Strahl's strategy pays off

8/4/2005
BY SHIRLEY LEVY
BLADE SPORTS WRITER
Toledo Ice Yacht Club member Brent Marriott, right, enjoys talking  with Aaron Stange after winning the Interlake fleet race in the Inter-Lake Yachting Association Regatta.
Toledo Ice Yacht Club member Brent Marriott, right, enjoys talking with Aaron Stange after winning the Interlake fleet race in the Inter-Lake Yachting Association Regatta.

PUT-IN-BAY, Ohio - The night before the final race in the three-day Inter-Lake Yachting Association Regatta is when you remember what your mother always told you - don't drink too much, go to bed early and don't forget to do your homework.

If you're racing in a handicap fleet, that means running the numbers. Like, how much time you owe the other boats (or vice versa) on the course, based on seconds per mile. And figuring out how high you have to place that day in order to win the series.

If you won the earlier races and just have to defend your place, then you can sail conservatively.

If you're losing, you can afford to take a flyer.

Len Strahl, the Windsor, Ont., skipper of Lionheart II decided to go for broke and walked off with the overall performance handicap racing fleet division and Class E trophies.

"We already had our class," Strahl said. "We were more interested in winning it all."

"We had a rough start and were sitting in fourth place on the first leg, but after we rounded the mark, we led all the way."

Lionheart II and Jeff and Marilyn Mackay's Wizard, which won in Class C, were the only boats in the division that never lost a race.

"Wizard's class started too early for us to cover them, but in every race we caught the fleet ahead of us," Strahl said.

"We had a lot of talent on my boat. For this race, I got the best sailors in my area."

Strahl is new to Bay Week, but the boat has raced it before. It is the former Obsession II of Sandusky's Norm Winkel.

The skipper is experienced, too. Among other races, Strahl crewed on True North, the Canadian boat in the 1987 America's Cup.

Both the PHRF and non-spinnaker fleets sailed around Green Island and Ballast Island to a finish line off Peach Point.

The course was unchanged from the previous day, but there was more air and it came from a different direction, providing two close reaches and a beat to the finish.

"We didn't exactly have our class locked up, but we felt pretty confident going in," Wizard's co-skipper Marilyn Mackay said.

"We flew an asymmetrical spinnaker with a staysail on the first reach and it worked really well. We were doing eight knots with the staysail up."

Wizard, a North Cape Yacht Club boat, kept a loose cover on Powder Horn and Racer X and beat them both across the line by four minutes corrected time.

Wizard won its class and took second overall in the PHRF division, only a quarter-point behind Lionheart II.

An asymmetrical spinnaker also paid off for John and Michelle Glanville's Kicks, which won the last race and nailed PHRF Class B.

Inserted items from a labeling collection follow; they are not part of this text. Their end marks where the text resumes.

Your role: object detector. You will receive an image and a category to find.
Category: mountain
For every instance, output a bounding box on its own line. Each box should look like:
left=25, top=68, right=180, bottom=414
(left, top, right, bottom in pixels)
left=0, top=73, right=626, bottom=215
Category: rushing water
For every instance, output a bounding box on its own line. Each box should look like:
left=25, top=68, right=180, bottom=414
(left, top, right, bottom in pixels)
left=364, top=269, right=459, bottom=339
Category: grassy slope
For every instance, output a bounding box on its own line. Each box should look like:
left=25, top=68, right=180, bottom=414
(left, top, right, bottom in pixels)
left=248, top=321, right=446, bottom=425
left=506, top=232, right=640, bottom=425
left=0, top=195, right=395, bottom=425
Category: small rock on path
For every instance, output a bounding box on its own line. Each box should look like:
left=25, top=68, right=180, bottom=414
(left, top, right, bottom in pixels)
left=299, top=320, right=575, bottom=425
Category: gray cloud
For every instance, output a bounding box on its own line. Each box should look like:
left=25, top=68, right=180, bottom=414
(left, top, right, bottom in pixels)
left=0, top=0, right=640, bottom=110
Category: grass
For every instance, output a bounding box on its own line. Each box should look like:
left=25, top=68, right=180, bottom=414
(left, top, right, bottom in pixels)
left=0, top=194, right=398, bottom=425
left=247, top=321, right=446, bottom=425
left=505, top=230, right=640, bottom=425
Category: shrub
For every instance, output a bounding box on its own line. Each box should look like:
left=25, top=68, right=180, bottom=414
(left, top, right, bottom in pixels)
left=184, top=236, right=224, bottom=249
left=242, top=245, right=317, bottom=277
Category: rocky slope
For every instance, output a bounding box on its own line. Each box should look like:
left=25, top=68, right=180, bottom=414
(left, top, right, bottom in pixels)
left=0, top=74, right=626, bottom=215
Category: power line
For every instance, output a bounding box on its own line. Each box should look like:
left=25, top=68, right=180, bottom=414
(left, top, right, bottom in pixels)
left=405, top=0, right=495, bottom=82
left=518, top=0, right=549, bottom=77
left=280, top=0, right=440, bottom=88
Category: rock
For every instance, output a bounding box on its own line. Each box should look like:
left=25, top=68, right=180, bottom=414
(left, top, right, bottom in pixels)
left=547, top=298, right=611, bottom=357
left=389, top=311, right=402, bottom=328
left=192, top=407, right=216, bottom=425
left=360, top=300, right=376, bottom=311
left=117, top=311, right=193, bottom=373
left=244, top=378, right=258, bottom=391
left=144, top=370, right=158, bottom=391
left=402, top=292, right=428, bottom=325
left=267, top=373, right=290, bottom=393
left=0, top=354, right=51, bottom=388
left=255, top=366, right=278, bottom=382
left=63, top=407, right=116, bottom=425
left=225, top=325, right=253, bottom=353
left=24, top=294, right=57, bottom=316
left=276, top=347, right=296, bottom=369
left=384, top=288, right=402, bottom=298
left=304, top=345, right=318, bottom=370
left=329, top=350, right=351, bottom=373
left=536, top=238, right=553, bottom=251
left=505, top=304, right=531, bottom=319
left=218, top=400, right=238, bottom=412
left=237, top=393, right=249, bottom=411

Going into the last race, the 33-foot Kicks was only 3.5 points ahead of Robert Coleman's Hellion in a fleet with boats that ranged from 24 to 43 feet.

"The money-maker today was starting on the left side of the course in clean air," said Ray Matuszak, Kicks' tactician and downwind helmsman.

"We were the third boat at the weather mark, so we knew we were doing good," he said.

"We put up the asymmetrical and basically were going the same speed as the larger boats. The A-sail kept us in the race until we reached the weather leg. That's where we picked up our time."

The practically unbeatable Orange Crate, skippered by Jim and Chris Davis, of North Cape, dominated the jib-and-main division and Class A.

Nick Smith's Tangueray, of Jolly Roger Sailing Club, the top boat in the Cruising Class division and Class B, also posted wins in all of its races.

Toledo Ice Yacht Club commodore Aaron Stange, with crew Brent Marriott, won five of the 10 Interlake races, beating Bob and Betsy Bradley, of Jolly Roger Sailing Club, by two points.

The Interlake fleet sailed two races yesterday. Stange won the first and was runner-up in the second.

"Our spinnaker blew out in the first race and most of the way around the course we had it duct-taped," he said.

"We kept a close cover on the Bradleys," Marriott said.